The old Gliding Club access road

Fine views to our left as we climb

We leave the access road to follow a moor path

Stone Ruck

Stone Ruck

We followed the path across the moor until we came to Brian's Pond where we were startled by the alarm call of geese swooping down over our heads.  They landed a few yards ahead and took off again to circle us, flying low and then landing in front of us once more.  We wondered if they had young nearby and were using distraction tactics.



Brian's Pond

Breeze on the water

We are dive-bombed

The culprits

Our track climbed steadily over Clough Gill Top where a signpost indicated a choice of routes.
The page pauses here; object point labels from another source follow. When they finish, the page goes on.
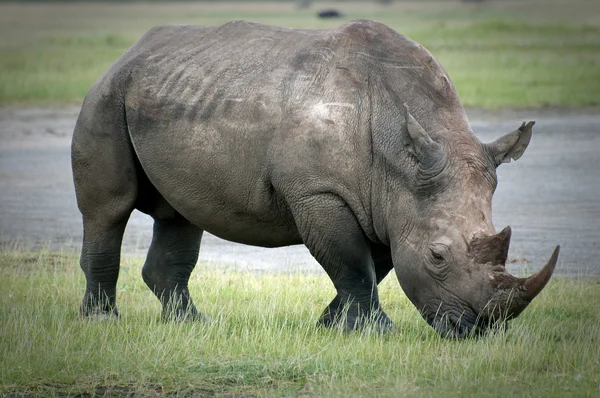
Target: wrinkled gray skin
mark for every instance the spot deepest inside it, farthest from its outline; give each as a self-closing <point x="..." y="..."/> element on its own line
<point x="351" y="141"/>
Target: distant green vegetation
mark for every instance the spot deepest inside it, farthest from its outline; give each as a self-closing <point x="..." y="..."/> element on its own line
<point x="499" y="54"/>
<point x="263" y="340"/>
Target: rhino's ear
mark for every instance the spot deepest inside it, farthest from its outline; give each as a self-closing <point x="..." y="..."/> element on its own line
<point x="418" y="142"/>
<point x="512" y="145"/>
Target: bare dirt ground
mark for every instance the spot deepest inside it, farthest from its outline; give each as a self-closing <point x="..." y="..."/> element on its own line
<point x="550" y="196"/>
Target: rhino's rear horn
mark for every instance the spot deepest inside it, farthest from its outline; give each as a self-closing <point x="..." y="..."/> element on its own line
<point x="535" y="283"/>
<point x="492" y="249"/>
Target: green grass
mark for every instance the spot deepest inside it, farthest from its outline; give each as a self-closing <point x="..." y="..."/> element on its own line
<point x="263" y="340"/>
<point x="498" y="53"/>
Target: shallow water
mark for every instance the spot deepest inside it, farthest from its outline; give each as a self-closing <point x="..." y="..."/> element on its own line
<point x="550" y="196"/>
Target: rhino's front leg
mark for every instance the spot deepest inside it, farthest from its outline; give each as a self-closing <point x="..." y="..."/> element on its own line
<point x="334" y="237"/>
<point x="171" y="259"/>
<point x="382" y="261"/>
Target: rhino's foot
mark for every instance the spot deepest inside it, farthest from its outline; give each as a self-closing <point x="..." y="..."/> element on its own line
<point x="375" y="321"/>
<point x="98" y="312"/>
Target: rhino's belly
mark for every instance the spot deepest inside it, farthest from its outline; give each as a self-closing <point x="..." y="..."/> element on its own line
<point x="216" y="178"/>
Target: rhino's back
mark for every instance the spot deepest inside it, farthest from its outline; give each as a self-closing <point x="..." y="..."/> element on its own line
<point x="223" y="118"/>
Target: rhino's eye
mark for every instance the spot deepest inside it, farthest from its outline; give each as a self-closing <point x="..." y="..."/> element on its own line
<point x="437" y="257"/>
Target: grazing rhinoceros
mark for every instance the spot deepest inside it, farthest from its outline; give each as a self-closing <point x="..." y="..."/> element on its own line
<point x="351" y="141"/>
We took the right fork that ascends steadily to the moor rim where we suddenly came upon a good view of Scugdale.   To our right were the rocks of Barker's Ridge and below us the buildings of Scugdale Hall.



Effective camouflage

Scugdale appears in front of us

The rocks of Barker's Ridge and the valley of Scugdale
Old alum workings show up in the sun

TSB refers to Scugdale as 'the sheltered dale' from the Danish skygger - to overshadow.  

We descended across a couple of fields to reach the dale road where we turned left to walk towards the top of the valley and High House.  In this old farmhouse lived Harry Cooper who was reputed to be the tallest man in the world, standing at 8'6".  He left Scugdale to join Barnum's Circus in America and died in 1898 at the age of 41.


We found the outbuildings at High House to be in a worse state of repair than on our last visit, as can be seen by a comparison of views from the same spot.



Old brick from Linthorpe Brickworks spotted embedded in the dale road

Approaching High House

We are surprised at the rapid deterioration of the out-buildings

Today

Our last visit





Opposite High House is a gated stile giving access to steeply 
sloping fields.  There was no path but we followed waymark signs across these fields down to Scugdale Beck, where we found (as on our previous visits) the old bridge that continues to serve no useful purpose,  having been displaced by winter storms some years ago.  We crossed the beck and climbed up to join a faint path that took us down the valley, walking under old alum workings. When we reached some grassy banks just before Holiday House we stopped and enjoyed our coffee and scones in the sun, looking across at Scugdale Hall.



Useless bridge!

Stile and bridge near Holiday House

Scugdale Hall and Barker's Crag from our coffee stop


Scugdale Hall from our coffee stop

After our break we walked on to reach the tidy little farm of Holiday House where our path went through a field containing pet sheep, who immediately approached in search of food.  Clive stopped to get out the spare biscuits and suddenly became very popular, until he ran out of them.


Holiday House Farm


The sheep makes its desires plain and Clive reaches for the biscuits

One pet lamb is OK

Two is just about manageable

Clive copes with a feeding frenzy

Leaving Holiday House we followed its long access track to the dale road, where we turned left and walked to reach the farm buildings of Fog Close.  Here we turned right into the farm's track at a footpath sign, and then turned right again before reaching the farm buildings, before turning left and walking up the side of the farm towards Live Moor.



Fog Close Farm

The hidden valley of Snotterdale runs off this end of Scugdale

Climbing towards Live Moor

Looking back at Scugdale

Reaching Live Moor we followed the path along the ridge while looking down into the charmingly named and little known valley of Snotterdale, to which there is no road or path access. 

Opposite a conifer plantation our path turned left across Carlton Moor where we were soon walking on the old gliding station runway before crossing to join the Coast to Coast walk, which follows the ridge with spectacular views all the way to a trig point at 1338 feet.  

From here we took the steep and stony path down to the road and then to the Lord Stones Cafe where we cheerfully repaid our parking debt by purchasing a couple of pints of John Smith's Ale.


Whorl Hill from the Coast to Coast path

Ridge walk

Beginning our descent, Lord Stones below among the trees

The Lord Stones Cafe

To Brian's Pond!




 
 This is a good walk and I would highly recommend it.